Open When You Need to LET IT OUT
Open When You Need to LET IT OUT
I know that these days the rape is consuming your thoughts. You can’t eat, sleep, walk, talk, watch a freaking TV show without your brain bringing up this stupid, sick thing. I’ve been there. That being said, I know it can be hard to talk about AND more importantly, you DO NOT have to talk about it yet. I’ll say that again, this is completely up to you- you do not have to talk about it yet if you don’t want to. This is a little piece of control you get to have, the choice is yours.

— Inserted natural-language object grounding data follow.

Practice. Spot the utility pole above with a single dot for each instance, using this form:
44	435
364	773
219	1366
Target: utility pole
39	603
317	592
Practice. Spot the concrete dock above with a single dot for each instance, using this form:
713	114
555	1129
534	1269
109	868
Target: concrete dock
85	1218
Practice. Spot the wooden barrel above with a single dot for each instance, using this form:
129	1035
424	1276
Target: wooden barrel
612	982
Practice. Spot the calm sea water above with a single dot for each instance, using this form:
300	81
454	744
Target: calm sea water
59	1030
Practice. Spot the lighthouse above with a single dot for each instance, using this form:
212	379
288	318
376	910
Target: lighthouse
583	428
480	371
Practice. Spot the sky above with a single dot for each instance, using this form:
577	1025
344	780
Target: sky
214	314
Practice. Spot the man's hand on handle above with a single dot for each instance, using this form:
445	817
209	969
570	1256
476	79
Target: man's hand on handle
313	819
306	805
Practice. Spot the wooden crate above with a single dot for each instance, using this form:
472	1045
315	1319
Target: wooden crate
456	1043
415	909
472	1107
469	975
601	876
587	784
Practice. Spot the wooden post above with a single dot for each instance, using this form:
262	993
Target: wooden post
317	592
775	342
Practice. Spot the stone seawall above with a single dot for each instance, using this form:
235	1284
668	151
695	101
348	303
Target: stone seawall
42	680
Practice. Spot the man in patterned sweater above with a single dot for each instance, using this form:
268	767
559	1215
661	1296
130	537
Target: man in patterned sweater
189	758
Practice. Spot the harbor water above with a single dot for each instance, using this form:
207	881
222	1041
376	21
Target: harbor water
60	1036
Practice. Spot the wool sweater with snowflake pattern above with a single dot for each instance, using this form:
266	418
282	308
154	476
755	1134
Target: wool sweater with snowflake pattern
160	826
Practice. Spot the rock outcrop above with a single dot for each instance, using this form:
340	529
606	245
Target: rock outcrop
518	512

I will also tell you, the most healing will come from talking about it, but that takes a while. There is no set timeline for this, everyone’s journey is totally different. It may be a few weeks for you or I know women who have taken years to discuss their abuse, neither is right or wrong. You get to choose. I have come to think about it kind of like an analogy. Your mind and emotions have come together in a tight knit ball and encased themselves in a protective shell. You have all this chaos going on inside, but from the outside nobody really knows what’s going on in there. The tight ball and protective outer layer (you’re protecting yourself by not discussing the issue) are like a seed. Think of your favorite flower seed. Right now you are taking care of yourself, this beautiful seed. You are watering it, feeding it good food and letting it cry as it needs to. One day, the day you decide you’re ready to talk, that seed will break. It will hurt like hell. It will be insanely raw pain, I will not lie. When you, as that sweet seed choose to break and open up, healing will begin. I don’t say that lightly. Roots will take place in the shitty situation you have unwillingly been put in, but you won’t stay there. You will grow, heal, bloom. Not all parts of it are pretty, but they are WORTH it. The best part of this is you now have control. In a situation and heck, even a world where you have been given no control, this is yours. Healing is yours and it is possible. There is NO rush, but it is waiting for you when you’re ready.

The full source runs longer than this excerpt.